Hi, Hank is our first poodle. He just turned 7 months old today  He has had no issues except for recently. The past week he has been incredibly itchy. He has always itched here and there, but lately he seems to go nuts over how itchy he is. I am worried it is food allergies? He is on Orijen puppy, has been since 8 wks with no issue. Poops are good and no runny eyes/nose. He is still in good spirits and as bouncy as ever.

I gave him a bath three days ago and that certainly made it worse. Any suggestions on shampoos? I am pretty sure it isn't fleas....it has been -20C here for the past week or so. Warming up today  

I am open to all advice! I did read about a dermatologist on a few posts but unfortunately we do not have one in the area. The nearest is 4 hours away, which I am considering making an appt anyway if we cannot figure this out.

Thanks in advance!!


----------



## Rusty (Jun 13, 2012)

I always think a trip to the vet is in order when there's a sudden change in symptoms/behaviour like that, so that's something to consider.

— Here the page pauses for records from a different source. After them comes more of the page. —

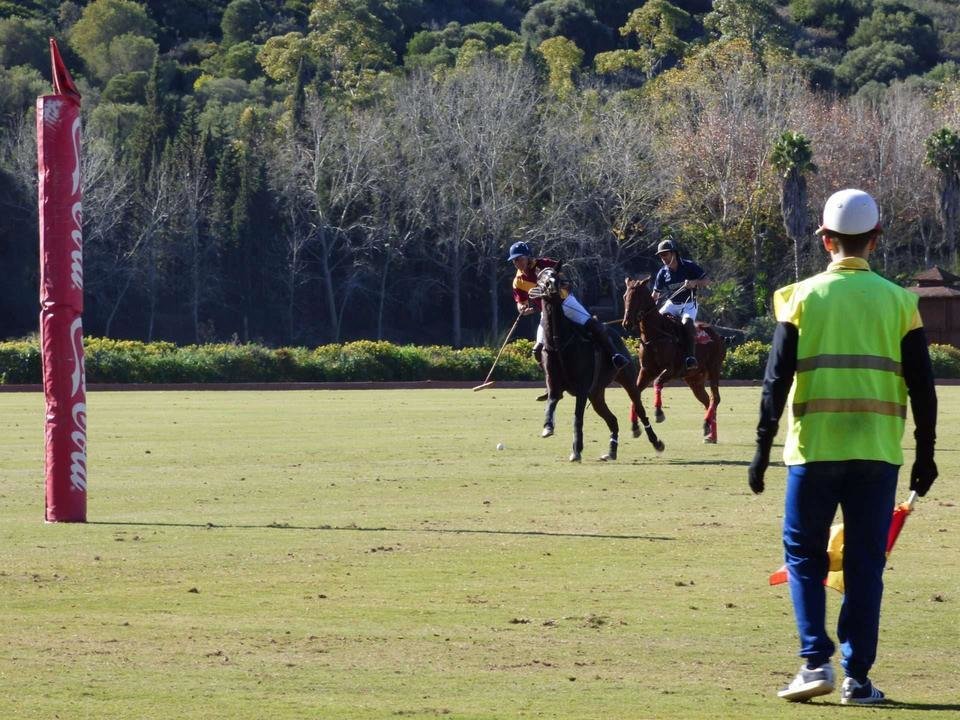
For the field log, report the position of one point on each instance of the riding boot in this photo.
(690, 343)
(538, 356)
(603, 340)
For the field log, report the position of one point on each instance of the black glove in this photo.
(758, 466)
(922, 475)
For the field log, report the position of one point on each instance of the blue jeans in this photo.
(865, 490)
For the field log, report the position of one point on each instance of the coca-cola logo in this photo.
(75, 142)
(76, 254)
(78, 410)
(76, 211)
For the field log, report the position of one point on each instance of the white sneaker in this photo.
(809, 683)
(855, 693)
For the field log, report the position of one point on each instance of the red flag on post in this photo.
(834, 577)
(60, 194)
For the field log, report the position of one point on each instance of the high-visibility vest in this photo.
(849, 399)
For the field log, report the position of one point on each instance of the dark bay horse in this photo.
(661, 355)
(574, 364)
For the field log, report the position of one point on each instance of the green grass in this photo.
(370, 554)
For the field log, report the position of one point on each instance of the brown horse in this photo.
(574, 364)
(662, 354)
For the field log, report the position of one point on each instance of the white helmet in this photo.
(850, 212)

I'd also suggest looking at your dog's skin very, very, very carefully for any signs of parasites. When our puppy first came home, he was extremely itchy from day 1. The person who bred him said it wasn't anything to worry about and the vet said she didn't see anything problematic, but when it got to the point that he was pulling his own fur out by scratching so badly, I was worried and POSITIVE it must be an allergy. But I got down on the floor and parted the hair so I could see his skin, and around the neck area I noticed some tiny little brown bugs. We took the little bugs to the vet, who identified them as canine lice (not really as visible as fleas due to the lack of flea dirt). This was also in the winter, so don't discount the possibility of a skin parasite (not just fleas) due to the weather, especially if Hank has been around other dogs (possibly at dog parks, puppy kindergarten, doggy daycare, etc.). I'd suggest getting down on the floor with a flashlight and some sharp eyes to look very closely at the areas where Hank seems to be the itchiest.

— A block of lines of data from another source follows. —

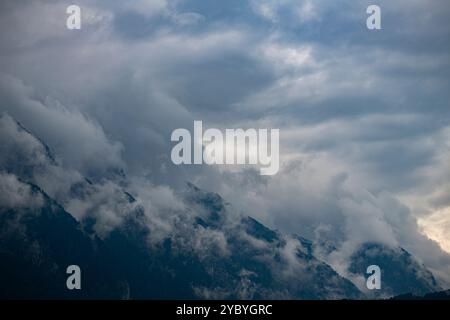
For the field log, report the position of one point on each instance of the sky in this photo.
(364, 115)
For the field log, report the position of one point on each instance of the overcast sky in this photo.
(364, 116)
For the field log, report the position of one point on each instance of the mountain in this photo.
(401, 273)
(52, 217)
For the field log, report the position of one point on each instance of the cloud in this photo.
(364, 116)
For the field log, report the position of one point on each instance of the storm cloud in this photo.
(364, 116)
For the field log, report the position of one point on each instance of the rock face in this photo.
(401, 273)
(204, 250)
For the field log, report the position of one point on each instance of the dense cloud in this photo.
(364, 116)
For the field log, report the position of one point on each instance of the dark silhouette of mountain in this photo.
(207, 251)
(400, 272)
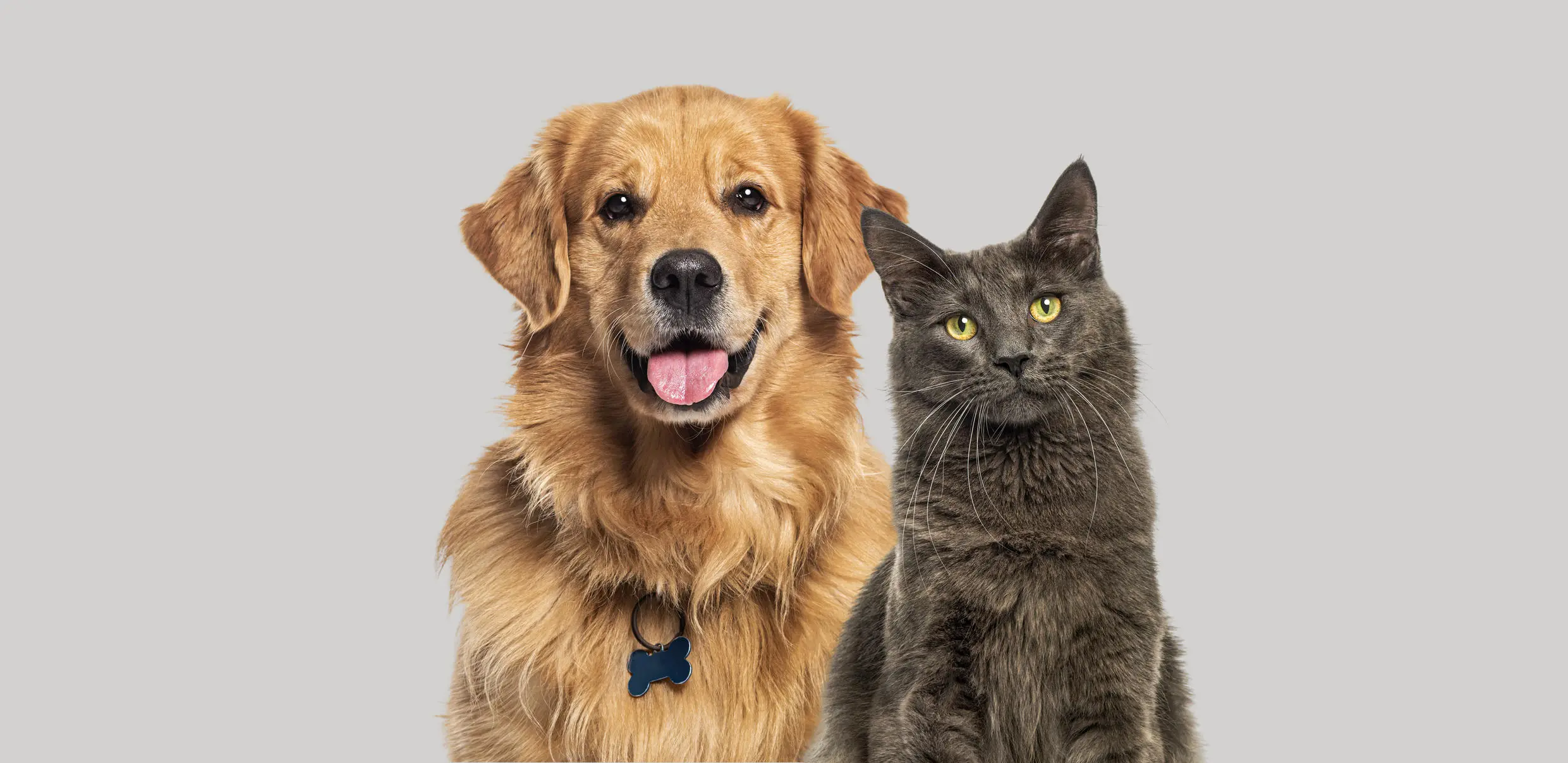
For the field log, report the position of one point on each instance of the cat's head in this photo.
(1018, 331)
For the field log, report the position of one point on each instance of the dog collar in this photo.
(659, 662)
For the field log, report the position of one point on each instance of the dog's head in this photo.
(686, 232)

Hopefully it's an easy fix to the problem! It's no fun watching your puppy be uncomfortable. :-(

Edited to add that it's always fun to see another Albertan on the forum!


----------



## JJAXON (Dec 12, 2014)

Thank you so much for your reply! I will certainly make an appointment for him. And great tip to check for lice...you know what I will be doing tonight!! Thanks again, looks like we will be having a beautiful Alberta weekend to enjoy


----------



## Carley's Mom (Oct 30, 2011)

Has he had any shots lately? I think the vets give way too many and less is better. I would give him a warm bath with vinegar in the water. Look into food without sugars, chicken, and grains. I feed my itchy girl California Natural Kangroo . Look at your treats too ! You need to work on his immunity and digestion, l feed dinovite with each meal. I also give fish oil . I would really try not go ever get started with the allergy shots and most likely that is what the vet will try to get you to do. It is a quick fix and the problem only gets worse. Treat the whole body and try to get him as healthy as you can.


----------



## JJAXON (Dec 12, 2014)

Carley's Mom said:


> Has he had any shots lately? I think the vets give way too many and less is better. I would give him a warm bath with vinegar in the water. Look into food without sugars, chicken, and grains. I feed my itchy girl California Natural Kangroo . Look at your treats too ! You need to work on his immunity and digestion, l feed dinovite with each meal. I also give fish oil . I would really try not go ever get started with the allergy shots and most likely that is what the vet will try to get you to do. It is a quick fix and the problem only gets worse. Treat the whole body and try to get him as healthy as you can.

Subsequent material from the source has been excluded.